It was every parent’s worst nightmare. When Ward Webb was only 4 years old, he was outside playing when he came in contact with a live power line and was critically injured.
After Ward arrived at Children’s of Alabama, the trauma team worked to resuscitate him from the electrical injury. But even after he was stabilized, his survival remained uncertain. He had suffered third degree burns and would need multiple skin grafts to his head, back and legs.
“He was in an induced coma, and his doctor was afraid he was going to go into renal failure,” his mother, Marion Ward, recalls. “The days that followed were a roller coaster. One day he would be doing great, then his nurse would call to say he’d had a turn for the worse. And with anyone who’s been burned, you know ‘turn for the worse’ means infection.”
Five days after the accident, the decision was made to amputate both of Ward’s legs below the knee. Marion was devastated. “You have this perfect, healthy child and then all of the sudden that’s stripped from you completely. And it wasn’t like this just happened one day and it was gone in two weeks. It went on and on, and it’s been going on for 12 years now.”
Over those years, Ward has needed some 30 surgeries – and Marion says Children’s of Alabama and her son’s own courage have sustained her. “When Ward was so severely injured, the doctors and nurses surrounded us and gave us the information we needed. They were great, and even today his burn unit nurse, Wendy Pirkle, is a great friend of ours.”

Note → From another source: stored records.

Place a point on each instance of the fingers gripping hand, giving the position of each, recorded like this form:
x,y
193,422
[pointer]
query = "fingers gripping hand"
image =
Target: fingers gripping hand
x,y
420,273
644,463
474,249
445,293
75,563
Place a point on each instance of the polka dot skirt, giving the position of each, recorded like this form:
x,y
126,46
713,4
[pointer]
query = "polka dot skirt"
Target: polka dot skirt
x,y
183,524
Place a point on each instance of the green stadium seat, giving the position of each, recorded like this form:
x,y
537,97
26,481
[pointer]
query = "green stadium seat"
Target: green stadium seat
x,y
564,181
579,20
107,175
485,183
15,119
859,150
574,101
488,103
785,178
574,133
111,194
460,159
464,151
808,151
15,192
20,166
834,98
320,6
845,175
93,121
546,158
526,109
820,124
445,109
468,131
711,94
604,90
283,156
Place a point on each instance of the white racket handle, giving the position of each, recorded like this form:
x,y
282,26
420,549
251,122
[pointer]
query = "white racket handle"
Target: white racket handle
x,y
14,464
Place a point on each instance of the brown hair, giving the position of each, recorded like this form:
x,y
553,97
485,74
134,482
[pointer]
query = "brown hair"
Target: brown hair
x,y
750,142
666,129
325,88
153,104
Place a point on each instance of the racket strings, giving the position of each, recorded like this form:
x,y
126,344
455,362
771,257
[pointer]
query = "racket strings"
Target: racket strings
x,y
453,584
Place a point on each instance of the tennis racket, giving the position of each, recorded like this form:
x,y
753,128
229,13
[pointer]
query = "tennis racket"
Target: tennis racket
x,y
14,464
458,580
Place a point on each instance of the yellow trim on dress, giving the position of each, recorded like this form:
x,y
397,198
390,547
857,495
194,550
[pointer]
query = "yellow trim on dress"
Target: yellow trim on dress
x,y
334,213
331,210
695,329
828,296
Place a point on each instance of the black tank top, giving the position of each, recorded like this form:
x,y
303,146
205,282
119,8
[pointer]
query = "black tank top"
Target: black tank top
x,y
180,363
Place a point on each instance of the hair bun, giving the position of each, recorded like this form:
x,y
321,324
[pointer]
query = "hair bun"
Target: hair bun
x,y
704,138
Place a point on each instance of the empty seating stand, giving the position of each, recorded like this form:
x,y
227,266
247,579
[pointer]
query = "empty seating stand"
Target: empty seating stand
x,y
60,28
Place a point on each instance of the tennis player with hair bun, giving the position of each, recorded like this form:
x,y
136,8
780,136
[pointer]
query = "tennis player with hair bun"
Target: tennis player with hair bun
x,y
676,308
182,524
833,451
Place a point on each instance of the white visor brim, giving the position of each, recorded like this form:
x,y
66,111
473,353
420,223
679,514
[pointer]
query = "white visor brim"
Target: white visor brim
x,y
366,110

Marion describes Ward as “the most courageous child I know.” Once he received his prostheses, nothing could hold him back. He started with recreational league football, then moved on to play for his third-grade elementary school team. He also snow skis, plays soccer and basketball and enjoys fishing and hunting.
But perhaps his greatest moment of triumph occurred in the fall of 2013, when he trotted onto the field as a middle linebacker for the Mountain Brook High School Spartans.
“When I saw Ward on TV the other night playing football, I was not surprised,” says Wendy. “I never had a doubt that he would turn out to be amazing. He has a wonderful spirit about him.”
Ward’s plastic surgeon, John Grant, MD, echoes her sentiments. “Kids like Ward are the reason we all get out of bed and come to work every day – the chance to work on challenging problems and ideally have good or excellent outcomes for our patients.”
“I look at him and in his 16 years, Ward has climbed more mountains that most of us will ever face,” says his mom. “And he’s gotten to the top of every one.”